Once the breath is released through the nostrils, count silently to five. Then, begin a new inhale starting as low as possible in the pelvis, or the stomach, ultimately letting it fill the lungs, as it travels up past the throat and releases through the nose. Again, after a full exhale, count silently to five, and repeat.


The sound of the breath should not be labored. If it’s stressed, it defeats the purpose. It should sound soft and gentle like a wave on a shore. Ideally, visualize a circular motion of the inhale as it travels up the front of the body, and the exhale as it’s released down the backside.

Trouble Shooting

If allergies or other problems prevent breathing through the nose, then release the breath through the mouth, but continue to try and observe the movement of the breath as it makes it way up from the lower chakras (the pelvis) to the higher ones (stomach, lungs).

Oura Ring

Anne E. Appleby, founder of YogaForce, experienced insomnia and recommends the Oura Ring. She says that she “. . . went to three sleep clinics in the San Francisco Bay Area and nothing helped. Finally, a sleep doctor at UCSF suggested the Oura Ring. It has helped me to track my sleep. I’m so competitive that I wanted to get the best sleep score. In a matter of weeks, I was getting the top score of 90+. I have slept well for the past three years.”
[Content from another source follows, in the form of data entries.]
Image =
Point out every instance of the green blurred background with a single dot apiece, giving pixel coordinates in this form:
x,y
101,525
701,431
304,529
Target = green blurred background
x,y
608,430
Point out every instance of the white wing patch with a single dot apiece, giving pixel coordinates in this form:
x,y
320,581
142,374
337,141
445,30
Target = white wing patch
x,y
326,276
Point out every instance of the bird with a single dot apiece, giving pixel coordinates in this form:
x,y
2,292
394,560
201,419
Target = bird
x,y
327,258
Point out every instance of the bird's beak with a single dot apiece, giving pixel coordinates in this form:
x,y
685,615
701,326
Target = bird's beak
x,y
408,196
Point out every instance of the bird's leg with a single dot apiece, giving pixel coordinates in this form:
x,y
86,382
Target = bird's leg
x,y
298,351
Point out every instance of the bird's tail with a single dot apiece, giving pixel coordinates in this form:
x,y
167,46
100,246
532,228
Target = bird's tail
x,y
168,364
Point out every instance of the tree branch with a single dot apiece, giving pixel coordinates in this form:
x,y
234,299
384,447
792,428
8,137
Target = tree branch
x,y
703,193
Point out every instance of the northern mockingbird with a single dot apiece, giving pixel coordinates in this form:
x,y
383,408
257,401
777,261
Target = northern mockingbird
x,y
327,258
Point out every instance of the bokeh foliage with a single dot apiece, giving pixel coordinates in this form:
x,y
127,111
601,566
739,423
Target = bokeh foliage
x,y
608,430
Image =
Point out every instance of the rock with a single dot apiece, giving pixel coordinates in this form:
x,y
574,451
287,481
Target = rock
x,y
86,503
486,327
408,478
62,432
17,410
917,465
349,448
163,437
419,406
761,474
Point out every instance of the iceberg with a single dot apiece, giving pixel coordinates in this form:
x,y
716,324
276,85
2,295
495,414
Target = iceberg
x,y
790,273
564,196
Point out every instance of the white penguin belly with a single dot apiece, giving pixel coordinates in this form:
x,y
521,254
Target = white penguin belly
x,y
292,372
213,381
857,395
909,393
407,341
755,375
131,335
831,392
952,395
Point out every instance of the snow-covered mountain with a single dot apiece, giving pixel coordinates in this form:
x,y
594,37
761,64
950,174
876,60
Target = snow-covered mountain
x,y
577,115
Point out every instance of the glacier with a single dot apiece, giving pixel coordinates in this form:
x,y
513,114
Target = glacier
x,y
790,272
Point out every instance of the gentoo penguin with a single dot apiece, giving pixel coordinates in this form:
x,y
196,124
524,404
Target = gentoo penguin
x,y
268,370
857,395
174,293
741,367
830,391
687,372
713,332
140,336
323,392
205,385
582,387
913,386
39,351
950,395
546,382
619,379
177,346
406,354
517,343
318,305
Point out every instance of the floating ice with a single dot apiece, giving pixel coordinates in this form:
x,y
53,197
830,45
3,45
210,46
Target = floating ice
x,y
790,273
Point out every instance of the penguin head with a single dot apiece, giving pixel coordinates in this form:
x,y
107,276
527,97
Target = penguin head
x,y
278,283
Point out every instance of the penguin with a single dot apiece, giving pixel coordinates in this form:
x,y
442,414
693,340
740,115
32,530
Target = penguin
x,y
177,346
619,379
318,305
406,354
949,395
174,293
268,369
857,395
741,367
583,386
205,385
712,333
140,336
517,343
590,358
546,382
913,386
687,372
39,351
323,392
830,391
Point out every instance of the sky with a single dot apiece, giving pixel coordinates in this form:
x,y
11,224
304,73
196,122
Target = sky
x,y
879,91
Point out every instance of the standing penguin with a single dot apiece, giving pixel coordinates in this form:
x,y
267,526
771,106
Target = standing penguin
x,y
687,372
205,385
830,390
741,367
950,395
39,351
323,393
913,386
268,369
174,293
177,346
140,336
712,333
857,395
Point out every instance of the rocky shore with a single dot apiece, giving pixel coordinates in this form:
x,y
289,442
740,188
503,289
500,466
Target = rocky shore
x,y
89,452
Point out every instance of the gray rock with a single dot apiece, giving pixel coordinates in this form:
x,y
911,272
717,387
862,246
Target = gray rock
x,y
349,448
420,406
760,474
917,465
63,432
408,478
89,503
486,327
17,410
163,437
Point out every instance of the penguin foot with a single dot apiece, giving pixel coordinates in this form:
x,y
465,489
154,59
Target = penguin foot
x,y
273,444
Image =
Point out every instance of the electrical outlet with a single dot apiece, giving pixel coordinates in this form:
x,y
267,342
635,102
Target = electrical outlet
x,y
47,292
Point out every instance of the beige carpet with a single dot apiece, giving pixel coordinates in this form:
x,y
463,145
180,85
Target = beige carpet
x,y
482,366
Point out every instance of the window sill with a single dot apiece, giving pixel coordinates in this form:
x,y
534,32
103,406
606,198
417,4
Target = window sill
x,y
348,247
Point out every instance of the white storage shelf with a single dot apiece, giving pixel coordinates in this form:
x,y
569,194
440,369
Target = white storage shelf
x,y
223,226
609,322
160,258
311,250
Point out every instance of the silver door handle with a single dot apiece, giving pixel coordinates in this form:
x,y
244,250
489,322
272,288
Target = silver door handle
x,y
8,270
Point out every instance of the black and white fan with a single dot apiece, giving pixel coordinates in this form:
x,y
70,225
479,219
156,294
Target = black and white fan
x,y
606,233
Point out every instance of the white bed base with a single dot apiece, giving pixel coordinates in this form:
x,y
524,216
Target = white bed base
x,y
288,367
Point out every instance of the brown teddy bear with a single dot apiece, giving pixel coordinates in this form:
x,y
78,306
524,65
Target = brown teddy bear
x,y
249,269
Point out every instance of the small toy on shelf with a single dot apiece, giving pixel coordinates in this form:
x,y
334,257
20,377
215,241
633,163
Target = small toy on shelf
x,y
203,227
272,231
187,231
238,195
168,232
Try ten deep breaths at a time, or more, if possible. It takes time. Don’t let frustration limit the action of trying. Master the root of one deep breath. Do this exercise regularly before trying to fall asleep, because practice makes perfect and muscles have memory.

Even one breath can begin to help reduce the stress hormones and allow for the drop into dreamland. The more one practices deep breathing, the easier it becomes to recognize the true state of relaxation and to summon it, when it’s time to fall sleep.